Grundlage des Vergleichs sind die in den Städten geltenden Wassertarife sowie die Gebühren für Abwasser. Netzsieger geht von einem Standard-Spülkasten mit sechs Litern Wasser Fassungsvermögen und fünf Toilettengängen pro Tag aus.

Genfer zahlen am meisten

Für den Gang aufs stille Örtchen am tiefsten ins Portemonnaie greifen müssen die Genfer. Pro Spülung zahlen sie 2.82 Rappen – das macht 51.46 Franken pro Jahr. Ebenfalls noch über 50 Franken fürs Spülen geben die Basler aus (50.38 Franken). Auf Rang drei folgt St. Gallen: Hier zahlt ein Haushalt pro Person 49.28 Franken jährlich.

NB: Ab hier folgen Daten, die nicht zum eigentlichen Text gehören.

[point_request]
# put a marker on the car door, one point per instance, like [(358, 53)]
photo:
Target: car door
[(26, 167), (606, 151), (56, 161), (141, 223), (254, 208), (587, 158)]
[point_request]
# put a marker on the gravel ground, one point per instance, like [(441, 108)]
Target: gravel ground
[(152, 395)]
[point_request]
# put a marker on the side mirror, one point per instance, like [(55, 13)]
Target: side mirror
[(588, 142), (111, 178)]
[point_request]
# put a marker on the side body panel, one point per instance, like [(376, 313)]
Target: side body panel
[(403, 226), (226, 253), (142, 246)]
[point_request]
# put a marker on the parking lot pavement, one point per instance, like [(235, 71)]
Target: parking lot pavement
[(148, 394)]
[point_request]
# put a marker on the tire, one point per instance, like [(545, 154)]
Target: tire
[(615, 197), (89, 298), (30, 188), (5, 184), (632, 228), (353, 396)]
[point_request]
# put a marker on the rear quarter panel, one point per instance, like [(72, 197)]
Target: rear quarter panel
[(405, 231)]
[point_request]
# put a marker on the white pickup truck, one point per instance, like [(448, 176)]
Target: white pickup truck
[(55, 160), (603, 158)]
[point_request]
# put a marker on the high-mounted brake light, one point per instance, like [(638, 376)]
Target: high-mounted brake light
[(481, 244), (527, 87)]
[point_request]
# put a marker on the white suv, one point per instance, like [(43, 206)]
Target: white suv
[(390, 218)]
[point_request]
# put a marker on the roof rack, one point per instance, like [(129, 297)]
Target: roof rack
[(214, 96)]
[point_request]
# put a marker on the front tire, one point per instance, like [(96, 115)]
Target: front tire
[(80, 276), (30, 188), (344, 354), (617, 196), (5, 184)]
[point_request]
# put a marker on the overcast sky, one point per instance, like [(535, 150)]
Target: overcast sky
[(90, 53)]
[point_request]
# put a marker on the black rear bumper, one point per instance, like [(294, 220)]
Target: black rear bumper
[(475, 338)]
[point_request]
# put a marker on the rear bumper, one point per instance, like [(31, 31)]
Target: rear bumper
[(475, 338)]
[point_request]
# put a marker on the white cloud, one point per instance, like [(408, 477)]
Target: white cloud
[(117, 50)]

Über diese Preise können Bewohner von Köniz BE nur lachen, wenn sie auf dem Topf sitzen. Sie kommen schweizweit am günstigsten weg, eine Spülung kommt sie auf 1.38 Rappen zu stehen. Pro Jahr zahlen sie 25.18 Franken. Nur unbedeutend teurer ist das Spülen nach dem Gang aufs Klo in Bern (27.39 Fr.) und Winterthur ZH (30.66 Fr.).

Zürich im Mittelfeld

Städte wie Zürich und Luzern liegen im Mittelfeld. Der Durchschnittszürcher zahlt laut dem Spülkasten-Index 40.16 Franken. Günstiger kommt der Lausanner davon: Er kann sein Klo mit 35.04 Franken sauber und frisch halten.